Thursday, 27 October 2016

Testament (Jack Howard #9)

by David Gibbins

Action & Adventure

ASIN B01C652QLC  ISBN-13 978-1472230171
Publisher Headline
Pages 432

My Review

I've read plenty of these 'action and adventure' type novels and I can only praise David Gibbins for the huge amount of research he must have put into producing this piece of work. Top marks in that respect.

However, I found the plot a bit too 'wordy' and not quite enough action in parts. Maybe that's just me being a little too pernickerty having read authors such as Scott Mariani and Andy McDermott. On a positive note, I particularly enjoyed the inclusion of Bletchley Park during the war years and Alan Turing's cameo. On the whole an enjoyable, if not overly long, read.

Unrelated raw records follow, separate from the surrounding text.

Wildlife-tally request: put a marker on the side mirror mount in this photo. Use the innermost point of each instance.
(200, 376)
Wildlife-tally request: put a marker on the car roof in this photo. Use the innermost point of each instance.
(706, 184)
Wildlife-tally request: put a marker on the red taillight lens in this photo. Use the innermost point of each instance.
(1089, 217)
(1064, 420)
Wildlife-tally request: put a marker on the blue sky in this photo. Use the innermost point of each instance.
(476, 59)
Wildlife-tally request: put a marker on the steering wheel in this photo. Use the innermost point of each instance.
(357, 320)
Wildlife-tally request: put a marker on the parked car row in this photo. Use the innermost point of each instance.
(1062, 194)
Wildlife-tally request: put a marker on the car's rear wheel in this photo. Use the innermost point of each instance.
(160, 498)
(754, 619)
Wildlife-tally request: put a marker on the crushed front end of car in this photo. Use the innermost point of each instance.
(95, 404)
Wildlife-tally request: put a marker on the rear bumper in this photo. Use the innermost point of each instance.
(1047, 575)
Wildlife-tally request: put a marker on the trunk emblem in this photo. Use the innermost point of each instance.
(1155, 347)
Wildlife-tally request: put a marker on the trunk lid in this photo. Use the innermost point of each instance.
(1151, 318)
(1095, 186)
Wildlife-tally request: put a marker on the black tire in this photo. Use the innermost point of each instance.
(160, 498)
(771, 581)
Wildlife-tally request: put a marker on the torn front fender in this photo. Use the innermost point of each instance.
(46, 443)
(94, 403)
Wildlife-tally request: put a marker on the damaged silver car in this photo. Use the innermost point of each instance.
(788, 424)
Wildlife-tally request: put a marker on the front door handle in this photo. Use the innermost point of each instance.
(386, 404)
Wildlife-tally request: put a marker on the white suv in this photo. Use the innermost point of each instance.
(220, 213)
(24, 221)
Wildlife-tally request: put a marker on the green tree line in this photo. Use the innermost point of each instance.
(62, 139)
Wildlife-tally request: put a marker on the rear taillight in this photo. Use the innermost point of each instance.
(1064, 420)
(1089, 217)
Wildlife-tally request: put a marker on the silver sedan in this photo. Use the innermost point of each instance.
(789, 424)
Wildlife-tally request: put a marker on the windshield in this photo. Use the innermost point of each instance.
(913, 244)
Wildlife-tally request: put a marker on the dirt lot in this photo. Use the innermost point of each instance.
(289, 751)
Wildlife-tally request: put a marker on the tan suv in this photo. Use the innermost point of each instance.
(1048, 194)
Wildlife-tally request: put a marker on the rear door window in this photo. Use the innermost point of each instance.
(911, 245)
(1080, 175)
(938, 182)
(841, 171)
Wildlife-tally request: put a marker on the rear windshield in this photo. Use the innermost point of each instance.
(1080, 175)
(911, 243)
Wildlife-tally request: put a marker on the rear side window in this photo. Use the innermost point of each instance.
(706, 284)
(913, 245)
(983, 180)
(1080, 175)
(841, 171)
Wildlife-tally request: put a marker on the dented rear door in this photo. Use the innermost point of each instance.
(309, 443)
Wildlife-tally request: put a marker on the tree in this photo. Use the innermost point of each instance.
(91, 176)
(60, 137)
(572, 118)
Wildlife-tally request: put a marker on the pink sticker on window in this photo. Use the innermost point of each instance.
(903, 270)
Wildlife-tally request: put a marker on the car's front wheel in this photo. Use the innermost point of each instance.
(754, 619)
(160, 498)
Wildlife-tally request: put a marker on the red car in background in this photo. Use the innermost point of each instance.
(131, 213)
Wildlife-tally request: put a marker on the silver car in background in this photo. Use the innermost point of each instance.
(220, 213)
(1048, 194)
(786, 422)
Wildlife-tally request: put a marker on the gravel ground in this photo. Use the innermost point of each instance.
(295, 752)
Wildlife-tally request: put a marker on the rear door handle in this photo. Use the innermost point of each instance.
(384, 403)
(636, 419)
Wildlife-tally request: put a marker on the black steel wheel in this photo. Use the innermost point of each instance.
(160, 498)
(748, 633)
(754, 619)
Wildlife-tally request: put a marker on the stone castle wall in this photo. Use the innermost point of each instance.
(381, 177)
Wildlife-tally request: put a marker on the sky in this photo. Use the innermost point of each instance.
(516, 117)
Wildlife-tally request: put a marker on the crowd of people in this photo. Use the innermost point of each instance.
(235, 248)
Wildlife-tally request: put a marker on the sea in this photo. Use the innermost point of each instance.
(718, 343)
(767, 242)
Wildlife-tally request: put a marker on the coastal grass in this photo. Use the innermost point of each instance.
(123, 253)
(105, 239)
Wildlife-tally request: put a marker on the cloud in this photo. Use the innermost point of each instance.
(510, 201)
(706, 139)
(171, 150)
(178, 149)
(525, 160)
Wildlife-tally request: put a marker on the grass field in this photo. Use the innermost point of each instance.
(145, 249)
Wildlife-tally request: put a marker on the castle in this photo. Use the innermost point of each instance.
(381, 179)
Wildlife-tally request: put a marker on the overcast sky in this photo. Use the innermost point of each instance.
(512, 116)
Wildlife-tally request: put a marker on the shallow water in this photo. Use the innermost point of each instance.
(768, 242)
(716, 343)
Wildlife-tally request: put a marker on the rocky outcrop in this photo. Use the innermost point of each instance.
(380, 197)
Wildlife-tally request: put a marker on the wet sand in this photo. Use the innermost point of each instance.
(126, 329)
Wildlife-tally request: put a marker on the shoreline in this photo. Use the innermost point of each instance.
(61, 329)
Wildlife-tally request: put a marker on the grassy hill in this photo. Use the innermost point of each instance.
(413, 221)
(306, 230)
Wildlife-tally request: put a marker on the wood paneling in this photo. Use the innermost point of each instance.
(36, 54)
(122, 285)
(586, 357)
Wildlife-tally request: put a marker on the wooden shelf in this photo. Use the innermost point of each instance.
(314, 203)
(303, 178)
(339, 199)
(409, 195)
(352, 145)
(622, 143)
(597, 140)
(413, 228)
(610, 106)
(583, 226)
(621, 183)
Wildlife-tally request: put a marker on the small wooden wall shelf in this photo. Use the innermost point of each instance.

*I received an Advance Reader Copy. My thanks to David Gibbins, NetGalley and Headline.

Rating 💗💗💗 

Purchase Links 


The Blurb

585 BC 

The ancient world is in meltdown. In desperation the priests of the Temple look to the greatest navigators ever known to save their treasures. On a far distant shore, after a voyage more astonishing than any ever undertaken before, a Phoenician named Hanno flees for his life from a terrifying enemy, the place the prophets called the Chariot of the Gods…

1943

In the darkest days of the Second World War, Allied codebreakers play a game of life and death. For some, the stakes are even higher, a top-secret exchange of deadly materials between the Nazis and the Japanese that must be stopped at all costs. Yet even they know nothing of the ancient artifact hidden on board a ship whose fate they have just sealed…

Present-day

Marine archaeologist Jack Howard and his friend Costas undertake one of the most perilous dives of their lives, hunting for Nazi gold. What they glimpse there, before a cataclysm that nearly destroys them, sets Jack on one of the most extraordinary trails he has ever followed—to a Phoenician shipwreck off England, to a WWII codebreaker with an amazing story to tell, to the ruins of ancient Carthage. He pieces together the truth of one of the greatest ancient voyages of discovery, one whose true purpose he could scarcely have imagined.